Ces enfants se touchent. Lorsqu’ils sont dans la même poche, leurs corps sont imbriqués. Leurs vies se mêlent déjà : l’un peut attraper le pied de l’autre ou sucer le pouce de son jumeau. Les petits peuvent également se trouver dans deux poches différentes, séparés par une fine membrane. Ils ont conscience du corps de l’autre et bougent, réagissent en fonction du second. Ce contact in utero aurait une influence sur leurs relations futures. Ils se dessineraient déjà une certaine complicité, quand ils s’enlacent ou une rivalité, s’ils se repoussent, ou encore une dominance s’ils se gênent et essaient de prendre toute la place.

Peut-on dire qu’il y a un dominant et un dominé ?

Ces termes supposeraient qu’il existe un rapport de force entre les enfants. Ils impliqueraient que l’un soit actif, l’autre passif. La répartition des rôles n’est pas aussi schématique. Comme dans tout couple, les jumeaux vont se distribuer les « tâches » mais pas de façon immuable. Elles peuvent s’inter changer, en fonction de l’âge ou des situations.

Par exemple, l’un va communiquer avec l’extérieur : il privilégie l’apprentissage du langage pour lui et son jumeau. L’autre développe les activités motrices : il se charge d’explorer et découvrir pour les deux.

Chacun a sa place, dans le couple et à l’extérieur du duo. Les rôles se diversifient, alternent et complètent, plus qu’ils ne s’opposent. Il n’y a pas forcément un fort et un faible.

Peut-on les appeler « les jumeaux » ?

Surtout pas. A force de les appeler ainsi, les enfants vont se persuader qu’ils appartiennent à une entité indivisible.
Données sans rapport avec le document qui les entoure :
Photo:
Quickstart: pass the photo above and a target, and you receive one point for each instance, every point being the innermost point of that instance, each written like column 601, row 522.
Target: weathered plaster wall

Cette désignation risque de les empêcher de prendre conscience de leur identité propre. Ainsi, très souvent au cours de leur enfance, et même plus tard, les jumeaux utilisent le « nous » plutôt que le « je ». Certains duos aiment aussi à se faire passer l’un pour l’autre, au grand dam de leur institutrice ou de leur entourage. En fait, le bébé jumeau a du mal à distinguer son corps de son double. C’est pourquoi il est recommandé d’utiliser tous les moyens (vêtements, prénom, activités, etc.) qui permettent de leur reconnaître comme deux êtres à part entière.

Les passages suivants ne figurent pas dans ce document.